By default, Claude Code operates within your current working directory and its subdirectories. It can read files at absolute paths if you reference them, but the built-in safety rules prevent arbitrary file system access. For strict isolation, use Docker containers.
Does Anthropic see my code?
Your code is sent to Anthropic's API for processing but is not retained after the session and is not used for model training. Enterprise plans offer additional contractual data handling guarantees. See Anthropic's privacy policy.
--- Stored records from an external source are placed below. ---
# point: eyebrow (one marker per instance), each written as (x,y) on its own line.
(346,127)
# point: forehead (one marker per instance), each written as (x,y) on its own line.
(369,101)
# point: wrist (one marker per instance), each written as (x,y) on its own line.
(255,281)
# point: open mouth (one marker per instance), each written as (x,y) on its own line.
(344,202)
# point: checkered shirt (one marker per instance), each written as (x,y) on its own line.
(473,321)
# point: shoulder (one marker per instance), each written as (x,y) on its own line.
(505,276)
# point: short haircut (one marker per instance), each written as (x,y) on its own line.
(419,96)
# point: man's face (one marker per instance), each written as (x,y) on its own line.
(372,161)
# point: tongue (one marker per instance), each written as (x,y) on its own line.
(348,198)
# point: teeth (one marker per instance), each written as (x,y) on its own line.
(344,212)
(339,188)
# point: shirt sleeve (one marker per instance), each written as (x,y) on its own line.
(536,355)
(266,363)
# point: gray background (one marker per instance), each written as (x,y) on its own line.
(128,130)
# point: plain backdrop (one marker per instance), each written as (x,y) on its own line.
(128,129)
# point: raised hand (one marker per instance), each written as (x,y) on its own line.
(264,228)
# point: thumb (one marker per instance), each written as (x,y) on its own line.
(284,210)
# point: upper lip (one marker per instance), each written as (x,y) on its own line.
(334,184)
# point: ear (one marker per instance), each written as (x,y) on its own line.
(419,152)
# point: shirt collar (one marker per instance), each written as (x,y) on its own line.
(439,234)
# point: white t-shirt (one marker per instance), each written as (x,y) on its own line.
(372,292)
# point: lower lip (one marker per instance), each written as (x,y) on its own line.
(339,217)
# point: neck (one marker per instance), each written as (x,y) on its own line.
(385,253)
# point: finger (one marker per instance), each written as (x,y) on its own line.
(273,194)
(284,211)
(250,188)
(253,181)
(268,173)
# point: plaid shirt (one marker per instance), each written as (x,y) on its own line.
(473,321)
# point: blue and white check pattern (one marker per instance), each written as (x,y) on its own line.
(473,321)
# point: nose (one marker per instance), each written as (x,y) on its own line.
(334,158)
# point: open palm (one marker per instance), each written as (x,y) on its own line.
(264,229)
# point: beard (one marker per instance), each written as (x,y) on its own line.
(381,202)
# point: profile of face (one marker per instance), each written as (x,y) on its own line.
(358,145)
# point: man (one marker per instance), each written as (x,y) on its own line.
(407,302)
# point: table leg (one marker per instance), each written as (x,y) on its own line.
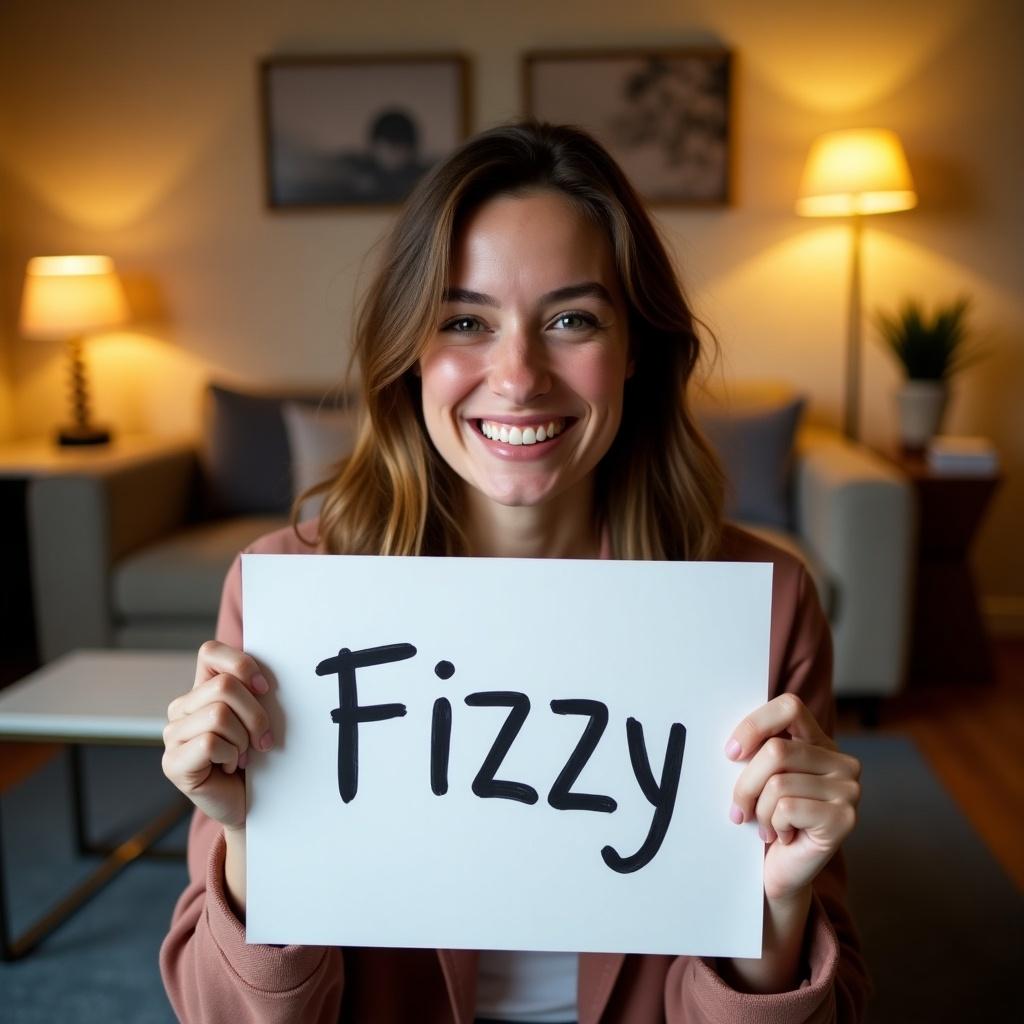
(13,947)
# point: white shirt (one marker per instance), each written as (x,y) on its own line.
(527,987)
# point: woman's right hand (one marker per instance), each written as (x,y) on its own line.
(211,728)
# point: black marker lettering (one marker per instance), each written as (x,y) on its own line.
(440,745)
(662,797)
(348,716)
(485,784)
(561,796)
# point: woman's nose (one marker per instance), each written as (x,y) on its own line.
(519,369)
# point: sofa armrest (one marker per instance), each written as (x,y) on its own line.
(855,513)
(81,522)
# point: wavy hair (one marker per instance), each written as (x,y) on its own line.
(658,488)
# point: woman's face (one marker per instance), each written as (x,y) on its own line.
(522,381)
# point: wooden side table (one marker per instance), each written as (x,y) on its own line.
(20,463)
(948,642)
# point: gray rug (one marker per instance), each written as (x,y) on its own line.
(941,923)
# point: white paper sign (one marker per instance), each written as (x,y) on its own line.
(461,788)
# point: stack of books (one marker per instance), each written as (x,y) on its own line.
(963,456)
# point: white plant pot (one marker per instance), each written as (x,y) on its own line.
(922,404)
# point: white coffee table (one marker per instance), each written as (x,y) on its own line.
(93,696)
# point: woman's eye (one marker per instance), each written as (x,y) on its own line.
(463,325)
(573,322)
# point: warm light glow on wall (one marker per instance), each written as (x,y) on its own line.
(856,171)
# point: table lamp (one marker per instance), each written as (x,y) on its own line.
(852,173)
(65,298)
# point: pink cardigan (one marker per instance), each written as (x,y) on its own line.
(212,975)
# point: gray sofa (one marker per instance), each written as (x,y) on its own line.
(135,557)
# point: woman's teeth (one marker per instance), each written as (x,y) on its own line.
(521,435)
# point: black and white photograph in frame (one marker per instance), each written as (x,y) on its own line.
(358,130)
(664,115)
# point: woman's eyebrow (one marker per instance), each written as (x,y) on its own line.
(586,289)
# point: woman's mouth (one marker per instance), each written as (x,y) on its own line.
(518,433)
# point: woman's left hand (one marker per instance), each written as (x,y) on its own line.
(800,787)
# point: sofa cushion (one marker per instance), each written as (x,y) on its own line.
(754,439)
(182,576)
(247,458)
(317,438)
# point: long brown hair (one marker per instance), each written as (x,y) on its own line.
(659,489)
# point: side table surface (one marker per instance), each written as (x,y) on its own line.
(96,695)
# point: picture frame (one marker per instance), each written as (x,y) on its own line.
(665,115)
(357,130)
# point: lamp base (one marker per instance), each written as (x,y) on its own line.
(83,435)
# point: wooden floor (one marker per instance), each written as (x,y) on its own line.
(974,738)
(972,735)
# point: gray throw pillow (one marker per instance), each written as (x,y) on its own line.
(755,445)
(248,461)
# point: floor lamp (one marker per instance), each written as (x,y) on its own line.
(854,173)
(65,298)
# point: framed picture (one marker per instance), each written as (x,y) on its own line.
(357,130)
(664,115)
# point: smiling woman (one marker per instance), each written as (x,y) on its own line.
(524,286)
(525,351)
(521,384)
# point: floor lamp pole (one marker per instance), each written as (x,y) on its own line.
(851,426)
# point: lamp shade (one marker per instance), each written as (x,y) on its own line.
(71,295)
(856,171)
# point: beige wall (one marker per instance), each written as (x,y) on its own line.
(131,129)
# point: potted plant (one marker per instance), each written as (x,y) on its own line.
(931,350)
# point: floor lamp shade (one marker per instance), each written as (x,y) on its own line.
(67,297)
(854,173)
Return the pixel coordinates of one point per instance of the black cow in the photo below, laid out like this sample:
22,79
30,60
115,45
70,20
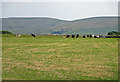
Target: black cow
90,35
33,35
73,36
67,36
77,36
95,36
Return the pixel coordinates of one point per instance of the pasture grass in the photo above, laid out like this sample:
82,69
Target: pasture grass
59,58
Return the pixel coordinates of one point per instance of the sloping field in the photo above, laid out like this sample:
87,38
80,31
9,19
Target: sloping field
58,58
Can I disable specific tools entirely?
Yes. Add the tool name without any arguments to the deny list to block it completely: "Bash" blocks all bash commands, "Write" blocks all file creation. This is useful for review-only workflows where Claude should analyze but not modify code.
How do hooks interact with permissions?
Hooks run independently of the permission system. PreToolUse hooks can block tool calls regardless of allow list entries, giving you an additional layer of control. Use hooks for complex validation logic that can't be expressed as simple glob patterns.